Consider the same problem, but now $A_n=\{1,\ldots,n\}$. We always can add $0$ at the end.
I have a solution when $n$ is itself a power of two, say $n=2^k$. A set in this case is $$2^{k-1}+1,2^{k-1}+2,\ldots,2^k-1$$
The sum of two of these numbers is $\ge2(2^{k-1}+1)=2^k+2>2^k$ and $\le 2(2^k-1)=2^{k+1}-2<2^{k+1}$. So never is a power of two. But in this set there are $$2^{k-1}-1$$ numbers. Let's show that this is the greatest possible size.

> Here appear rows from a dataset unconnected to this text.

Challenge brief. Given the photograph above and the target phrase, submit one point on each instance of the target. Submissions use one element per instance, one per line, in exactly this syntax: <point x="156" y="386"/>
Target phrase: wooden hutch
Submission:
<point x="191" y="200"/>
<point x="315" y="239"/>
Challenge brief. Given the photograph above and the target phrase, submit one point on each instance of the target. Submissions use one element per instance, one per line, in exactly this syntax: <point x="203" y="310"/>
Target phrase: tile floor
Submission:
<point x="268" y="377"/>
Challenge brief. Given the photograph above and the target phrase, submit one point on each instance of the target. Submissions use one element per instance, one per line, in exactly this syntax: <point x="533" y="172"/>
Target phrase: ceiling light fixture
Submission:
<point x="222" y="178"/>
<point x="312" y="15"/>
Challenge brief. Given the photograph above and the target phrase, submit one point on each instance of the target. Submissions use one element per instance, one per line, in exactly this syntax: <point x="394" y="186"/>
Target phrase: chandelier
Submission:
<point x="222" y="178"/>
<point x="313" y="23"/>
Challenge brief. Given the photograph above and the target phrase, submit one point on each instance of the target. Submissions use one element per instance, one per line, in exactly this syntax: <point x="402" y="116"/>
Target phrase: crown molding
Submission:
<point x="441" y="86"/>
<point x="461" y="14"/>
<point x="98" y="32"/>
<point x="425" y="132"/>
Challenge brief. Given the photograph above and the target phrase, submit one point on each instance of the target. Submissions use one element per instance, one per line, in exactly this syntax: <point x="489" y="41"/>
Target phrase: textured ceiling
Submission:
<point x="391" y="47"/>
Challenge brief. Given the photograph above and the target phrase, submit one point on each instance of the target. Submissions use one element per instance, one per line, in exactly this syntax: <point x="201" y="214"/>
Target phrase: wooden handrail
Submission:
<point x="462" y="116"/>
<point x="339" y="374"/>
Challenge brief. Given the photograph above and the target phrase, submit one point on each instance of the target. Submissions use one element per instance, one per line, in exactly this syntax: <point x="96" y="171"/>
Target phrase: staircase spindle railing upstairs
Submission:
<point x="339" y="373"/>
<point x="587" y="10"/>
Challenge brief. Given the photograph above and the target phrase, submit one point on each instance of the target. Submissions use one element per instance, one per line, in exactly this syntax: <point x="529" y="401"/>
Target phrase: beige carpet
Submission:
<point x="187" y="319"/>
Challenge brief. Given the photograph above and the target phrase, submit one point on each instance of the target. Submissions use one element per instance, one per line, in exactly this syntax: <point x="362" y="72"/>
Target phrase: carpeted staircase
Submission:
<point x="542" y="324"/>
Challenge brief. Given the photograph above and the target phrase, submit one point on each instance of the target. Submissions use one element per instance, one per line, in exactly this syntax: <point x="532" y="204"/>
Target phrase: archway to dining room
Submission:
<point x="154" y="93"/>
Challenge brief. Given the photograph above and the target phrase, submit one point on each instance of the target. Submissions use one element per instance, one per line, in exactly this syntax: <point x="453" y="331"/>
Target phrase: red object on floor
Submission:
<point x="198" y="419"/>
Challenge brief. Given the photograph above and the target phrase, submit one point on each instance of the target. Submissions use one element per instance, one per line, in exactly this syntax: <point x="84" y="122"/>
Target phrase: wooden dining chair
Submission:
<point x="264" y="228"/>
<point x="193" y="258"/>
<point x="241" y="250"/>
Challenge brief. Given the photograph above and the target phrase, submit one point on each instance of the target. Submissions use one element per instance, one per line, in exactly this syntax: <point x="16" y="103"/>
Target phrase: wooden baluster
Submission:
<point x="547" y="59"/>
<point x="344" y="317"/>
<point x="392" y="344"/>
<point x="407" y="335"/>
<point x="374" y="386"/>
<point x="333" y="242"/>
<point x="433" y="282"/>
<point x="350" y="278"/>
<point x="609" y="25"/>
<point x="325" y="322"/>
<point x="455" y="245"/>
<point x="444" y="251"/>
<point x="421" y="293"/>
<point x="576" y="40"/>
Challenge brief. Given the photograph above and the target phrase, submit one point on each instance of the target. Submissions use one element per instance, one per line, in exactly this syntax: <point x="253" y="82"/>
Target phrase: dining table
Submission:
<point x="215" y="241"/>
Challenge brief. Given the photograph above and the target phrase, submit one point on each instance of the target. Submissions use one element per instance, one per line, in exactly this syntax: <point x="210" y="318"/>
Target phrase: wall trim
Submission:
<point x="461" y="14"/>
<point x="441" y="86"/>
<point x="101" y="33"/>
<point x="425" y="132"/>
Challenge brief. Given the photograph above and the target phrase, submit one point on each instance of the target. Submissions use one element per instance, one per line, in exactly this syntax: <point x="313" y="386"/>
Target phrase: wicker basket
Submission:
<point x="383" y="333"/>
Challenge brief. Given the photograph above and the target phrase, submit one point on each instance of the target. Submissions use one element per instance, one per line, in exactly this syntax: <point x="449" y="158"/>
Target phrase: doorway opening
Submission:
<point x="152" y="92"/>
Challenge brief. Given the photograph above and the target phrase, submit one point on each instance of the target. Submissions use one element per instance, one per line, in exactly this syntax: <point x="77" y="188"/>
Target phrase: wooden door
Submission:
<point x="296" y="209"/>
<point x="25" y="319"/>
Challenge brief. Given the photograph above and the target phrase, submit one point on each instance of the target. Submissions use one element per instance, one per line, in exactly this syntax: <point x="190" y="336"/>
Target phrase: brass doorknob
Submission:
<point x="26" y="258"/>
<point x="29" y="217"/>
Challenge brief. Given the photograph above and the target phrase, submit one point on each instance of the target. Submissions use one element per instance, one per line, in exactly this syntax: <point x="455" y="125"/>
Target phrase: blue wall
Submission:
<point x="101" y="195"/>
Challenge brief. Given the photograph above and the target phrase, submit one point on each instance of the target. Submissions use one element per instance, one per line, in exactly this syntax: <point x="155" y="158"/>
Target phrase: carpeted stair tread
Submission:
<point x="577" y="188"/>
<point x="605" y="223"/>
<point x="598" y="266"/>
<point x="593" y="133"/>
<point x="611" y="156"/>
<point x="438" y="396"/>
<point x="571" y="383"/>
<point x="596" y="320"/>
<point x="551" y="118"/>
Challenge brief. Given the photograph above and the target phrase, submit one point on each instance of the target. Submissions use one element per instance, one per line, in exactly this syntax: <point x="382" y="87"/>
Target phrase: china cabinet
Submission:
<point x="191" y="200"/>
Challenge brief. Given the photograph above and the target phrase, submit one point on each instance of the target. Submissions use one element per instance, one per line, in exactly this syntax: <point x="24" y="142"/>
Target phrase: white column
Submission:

If there is a set with $2^{k.-1}$ elements, then at least one of them, say $a_1$, is lesser than $2^{k-1}$. But then, $2^k-a_1$ can not be in the set. Therefore, there must be another element $a_2$ lesser than $2^{k-1}$, etc.
We conclude that every element is lesser than $2^{k-1}$, a contradiction.
Now we can add the number $0$, so the solution is $2^{k-1}$.